In July 2024, a federal district court blocked parts of the plan, prompting the administration to place all SAVE borrowers into a 0% administrative relief period. Early this year, the 8th Circuit Court of Appeals stayed the rest, but ended the freeze on benefits and sent the case back to district court.
By mid-summer 2025, federal officials had informed more than 7.6 million borrowers that interest would begin accruing on August 1, and encouraged them to consider switching to other repayment plans.
The proposed settlement would close the case entirely.
What this settlement means for borrowers
More than 7 million borrowers are enrolled in the plan and will be required to choose a new repayment plan if the court approves the agreement. the The Ministry of Education says It will conduct direct outreach and provide guidance in the “coming months.”
Currently, borrowers remain in the same administrative tolerance unless they have already chosen another plan. Interest began accruing in August, but no payment is required.

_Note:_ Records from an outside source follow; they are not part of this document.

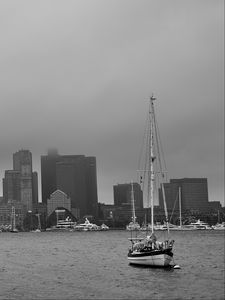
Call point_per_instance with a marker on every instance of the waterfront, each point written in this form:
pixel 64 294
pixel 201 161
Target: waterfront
pixel 93 265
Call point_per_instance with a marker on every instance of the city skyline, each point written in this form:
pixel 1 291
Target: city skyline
pixel 77 77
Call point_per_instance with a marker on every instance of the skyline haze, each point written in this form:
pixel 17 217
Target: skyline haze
pixel 77 75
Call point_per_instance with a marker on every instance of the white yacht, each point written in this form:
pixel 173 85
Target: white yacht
pixel 200 225
pixel 86 226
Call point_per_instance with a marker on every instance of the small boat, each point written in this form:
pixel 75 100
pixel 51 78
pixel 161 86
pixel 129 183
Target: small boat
pixel 86 226
pixel 200 225
pixel 104 227
pixel 148 251
pixel 63 225
pixel 219 226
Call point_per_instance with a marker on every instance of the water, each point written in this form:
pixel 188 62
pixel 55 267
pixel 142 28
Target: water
pixel 93 265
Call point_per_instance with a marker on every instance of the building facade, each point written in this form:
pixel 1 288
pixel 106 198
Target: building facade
pixel 76 176
pixel 58 199
pixel 194 194
pixel 21 184
pixel 122 195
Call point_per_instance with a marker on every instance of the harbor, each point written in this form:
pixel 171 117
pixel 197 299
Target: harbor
pixel 93 265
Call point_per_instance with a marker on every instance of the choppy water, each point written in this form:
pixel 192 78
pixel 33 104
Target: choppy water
pixel 93 265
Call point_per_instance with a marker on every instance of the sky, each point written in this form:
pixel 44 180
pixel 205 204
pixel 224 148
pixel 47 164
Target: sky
pixel 76 75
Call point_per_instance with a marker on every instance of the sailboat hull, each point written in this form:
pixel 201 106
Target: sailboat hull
pixel 154 258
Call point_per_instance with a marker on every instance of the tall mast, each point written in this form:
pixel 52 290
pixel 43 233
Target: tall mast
pixel 132 202
pixel 180 205
pixel 152 158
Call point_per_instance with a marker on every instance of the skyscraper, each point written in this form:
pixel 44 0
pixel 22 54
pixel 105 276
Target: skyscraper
pixel 22 162
pixel 76 176
pixel 20 184
pixel 194 194
pixel 122 195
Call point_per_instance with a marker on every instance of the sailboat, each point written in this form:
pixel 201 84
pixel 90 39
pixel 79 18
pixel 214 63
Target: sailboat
pixel 148 251
pixel 13 221
pixel 133 225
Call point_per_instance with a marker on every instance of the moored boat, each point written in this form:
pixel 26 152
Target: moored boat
pixel 219 226
pixel 148 251
pixel 86 226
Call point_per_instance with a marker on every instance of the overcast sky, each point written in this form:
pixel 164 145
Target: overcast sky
pixel 75 75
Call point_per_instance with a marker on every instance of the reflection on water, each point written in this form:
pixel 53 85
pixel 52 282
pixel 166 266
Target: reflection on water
pixel 93 265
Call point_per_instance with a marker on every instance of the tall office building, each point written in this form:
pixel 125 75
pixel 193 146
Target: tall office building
pixel 76 176
pixel 20 184
pixel 194 194
pixel 11 186
pixel 22 162
pixel 122 195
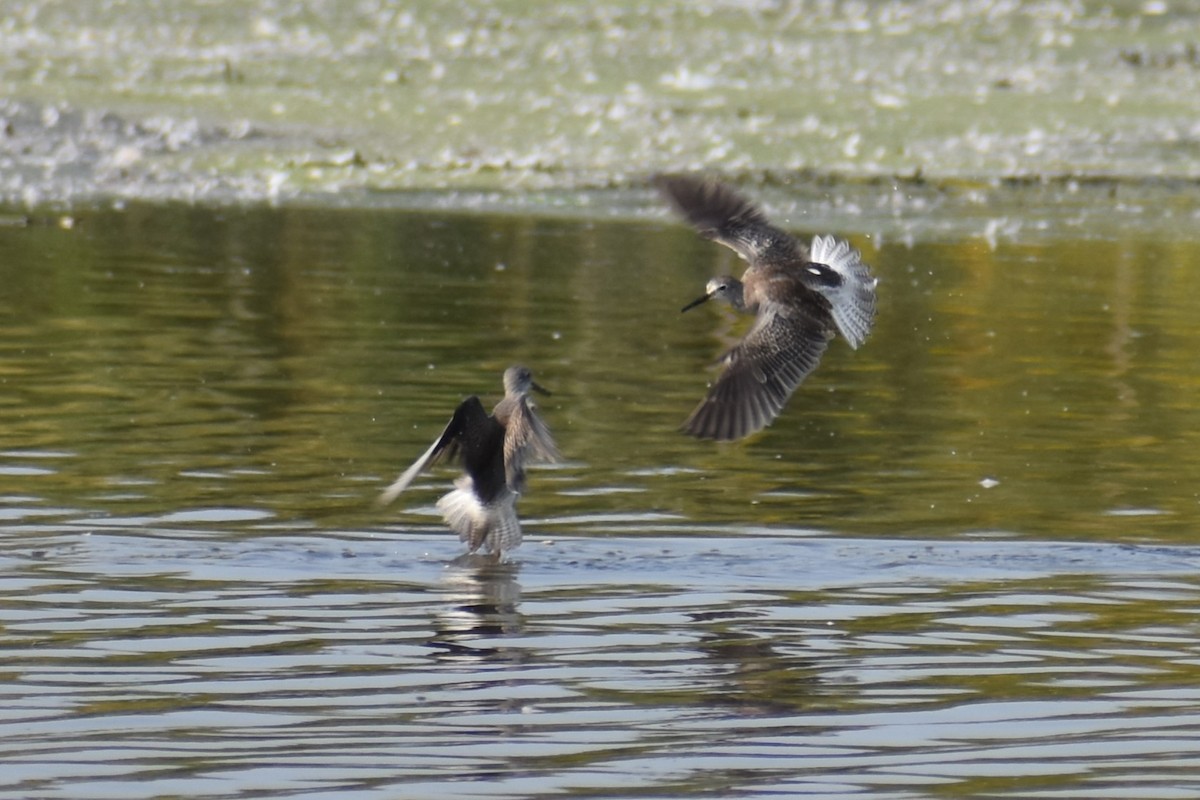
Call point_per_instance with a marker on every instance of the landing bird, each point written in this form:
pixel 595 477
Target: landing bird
pixel 493 451
pixel 799 298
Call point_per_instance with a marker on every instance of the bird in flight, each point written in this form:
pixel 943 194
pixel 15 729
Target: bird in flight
pixel 799 295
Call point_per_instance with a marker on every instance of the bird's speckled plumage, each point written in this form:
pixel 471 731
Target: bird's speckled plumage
pixel 493 450
pixel 799 296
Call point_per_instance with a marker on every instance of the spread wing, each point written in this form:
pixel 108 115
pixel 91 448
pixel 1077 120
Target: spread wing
pixel 852 298
pixel 466 435
pixel 761 373
pixel 726 217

Borrowers can already apply for alternative income-based repayment plans, including Income-Based Repayment (IBR), Income-Based Repayment (ICR), or Pay As You Earn (PAYE), although both PAYE and ICR are being phased out as part of OBBBA.
This law, passed earlier this year, also creates a new plan known as the Repayment Assistance Plan (RAP), scheduled to be issued by July 2026.
Next steps for the Ministry of Education
Even with this settlement reached, the end of SAVE’s patience is not immediate. The agreement requires the Department of Education to begin a fully negotiated rulemaking process to repeal the SAVE rule and consider the future of PAYE and the original ICR. The ministry stressed that it had “not pre-judged” the outcome, although the direction of the policy was strictly constrained by the law and the terms of the settlement.
Until the process is over, borrowers occupy an uncertain space: the plan cannot legally continue, but the actual plan to remove borrowers from the plan awaits the legislative process. Our estimated preservation timeline remains to be seen until we have more information.
The settlement also includes an unusual transparency requirement: If the department plans to cancel more than $10 billion in student loan debt in any given month over the next decade, it must notify the Missouri Attorney General’s Office at least 30 days in advance.
What should borrowers do now?
For families trying to plan for the future, the most urgent step is to evaluate their repayment options The department’s loan simulation tool. However, it is important to note that as of the time of writing, the loan simulator is not up to date with the latest IBR calculations, and does not have a RAP yet.
The IBR calculation is supposed to be updated this month, in December 2025. However, there is no timeline for the official RAP calculator, but the College Investor RAP calculator is available.
Borrowers should also monitor communication from loan officers and the Federal Office of Student Aid. This requires updated contact information – so if you haven’t checked your loans in a year, log in and make sure your address and email are correct.
For those who have budgeted around lower SAVE payments, moving to other plans may result in higher monthly costs. Low-income borrowers who qualify for $0 payments under SAVE can still access these provisions under certain IDR plans, but results will vary.
Borrowers pursuing PSLF should prioritize switching to a qualifying repayment plan to avoid delaying qualifying months.
While the end of SAVE adds uncertainty, it also brings long-awaited clarity after more than a year of moratoriums, injunctions and conflicting guidance. With the settlement now before the court, borrowers can expect more formal timelines in the coming months.